01 noviembre 2009

Seis

Estaba segura de que era sábado. No podían ser más de las tres de la tarde, pero tampoco menos de las doce del mediodía. Mi reloj interno me impedía despertarme un sábado antes de esa hora. Aunque tal vez fuera lunes o viernes...

El Turco estaba acurrucado como un gatito a los pies de mi cama, pero roncaba como un león. Lo pateé con ganas un par de veces pero no reaccionó, así que me fui a desayunar.

Cuando terminé mi chocolatada con vainillas, me estiré un poco, apoyé bien el trasero sobre la silla, y con las manos sobre la mesa y mi cabeza encima de ellas, observé el vaso vacío con absoluta concentración (o eso creía). Estaba segura de que no se necesitaba más que voluntad para mover cosas con la mente, volar o detener el tiempo. Mi problema solía ser que no tenía tiempo para concentrarme lo suficiente.

Y justamente en eso andaba cuando sonó el teléfono. Resulta algo difícil encontrar los objetos en perfecto orden cuando uno está acostumbrado a buscarlos donde no deberían estar. Finalmente lo localicé y atendí. Era mi editor. Entonces era sábado. Marito no me llamaba si no era sábado.

—Necesito un poema romanticón para las diecisiete.

Marito me llamaba como si yo fuera un delivery de empanadas. A veces le hacía caso y le tiraba algo, sin preocuparme por saber qué hacía con eso después, a dónde llegaba. También me llamaba para criticar mis trabajos. Bien o mal, generalmente mal. Pero al final me aceptaba, imprimía, encuadernaba, publicaba y a veces incluso vendía, todo lo que yo le pedía sin hacer ningún cambio. Marito estaba loco, pero loco de verdad, y aún así era mi amigo.
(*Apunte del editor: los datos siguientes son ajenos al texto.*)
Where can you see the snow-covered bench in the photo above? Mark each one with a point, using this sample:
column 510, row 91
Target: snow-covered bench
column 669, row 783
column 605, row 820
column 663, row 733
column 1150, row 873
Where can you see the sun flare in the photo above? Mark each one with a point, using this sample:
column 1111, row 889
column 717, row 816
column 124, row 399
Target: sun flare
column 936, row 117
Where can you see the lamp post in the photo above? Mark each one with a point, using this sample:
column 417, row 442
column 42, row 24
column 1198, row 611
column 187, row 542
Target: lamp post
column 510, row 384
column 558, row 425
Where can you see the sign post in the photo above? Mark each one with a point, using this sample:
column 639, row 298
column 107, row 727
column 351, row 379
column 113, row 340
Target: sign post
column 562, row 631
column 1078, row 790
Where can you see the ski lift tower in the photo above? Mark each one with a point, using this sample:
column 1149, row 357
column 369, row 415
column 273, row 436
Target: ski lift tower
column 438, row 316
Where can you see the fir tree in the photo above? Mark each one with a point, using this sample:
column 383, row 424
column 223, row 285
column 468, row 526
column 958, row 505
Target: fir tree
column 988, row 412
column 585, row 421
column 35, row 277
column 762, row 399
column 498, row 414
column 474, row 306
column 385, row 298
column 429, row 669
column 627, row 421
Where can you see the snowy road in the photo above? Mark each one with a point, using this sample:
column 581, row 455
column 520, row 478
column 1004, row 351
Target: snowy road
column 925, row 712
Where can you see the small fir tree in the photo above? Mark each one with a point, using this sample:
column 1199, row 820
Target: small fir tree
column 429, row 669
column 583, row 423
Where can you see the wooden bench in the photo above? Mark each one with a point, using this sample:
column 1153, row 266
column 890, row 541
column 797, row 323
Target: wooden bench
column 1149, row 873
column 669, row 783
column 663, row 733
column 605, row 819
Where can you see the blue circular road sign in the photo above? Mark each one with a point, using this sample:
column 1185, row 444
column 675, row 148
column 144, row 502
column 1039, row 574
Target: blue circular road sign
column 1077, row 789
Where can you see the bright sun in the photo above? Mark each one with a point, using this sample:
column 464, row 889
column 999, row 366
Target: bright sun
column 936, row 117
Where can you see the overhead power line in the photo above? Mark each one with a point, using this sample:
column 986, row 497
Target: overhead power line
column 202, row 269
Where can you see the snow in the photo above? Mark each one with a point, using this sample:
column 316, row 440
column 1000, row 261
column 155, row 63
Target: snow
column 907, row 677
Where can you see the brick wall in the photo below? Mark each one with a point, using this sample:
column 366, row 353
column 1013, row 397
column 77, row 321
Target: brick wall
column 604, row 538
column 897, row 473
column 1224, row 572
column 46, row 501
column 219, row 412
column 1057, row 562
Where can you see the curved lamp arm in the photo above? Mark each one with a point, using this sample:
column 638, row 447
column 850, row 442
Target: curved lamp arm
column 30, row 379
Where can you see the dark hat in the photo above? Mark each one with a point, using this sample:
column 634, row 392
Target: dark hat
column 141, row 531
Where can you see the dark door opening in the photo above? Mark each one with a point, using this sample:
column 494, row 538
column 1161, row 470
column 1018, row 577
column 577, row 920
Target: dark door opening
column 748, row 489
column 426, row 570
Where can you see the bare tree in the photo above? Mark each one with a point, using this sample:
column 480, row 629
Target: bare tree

Era mi amigo porque a veces quería abrazarlo una vida entera y otras veces prefería empujarlo desde una terraza hacia el vacío.

—Pero yo no escribo poemas, Maro.

—No, no, un poema necesito. Algo tuyo, bien tuyo, que se note. Antes de las cinco, de las diecisiete horas, por favor. Esto es por vos, sabés que es por vos. Un poema tuyo, bien tuyo, color celeste tirando a azul noche.

—Voy a ver qué puedo hacer, Marito —le dije sin pensar—. Sabés que encontré mi celular, así que cuando quieras llamame ahí.

—Bien, bien, muy bien, muy bien. Antes de las cinco, de las diecisiete, mandame el poema.

Eran las dos de la tarde. Tenía tres horas, el Turco dormía y el vaso seguía en su lugar.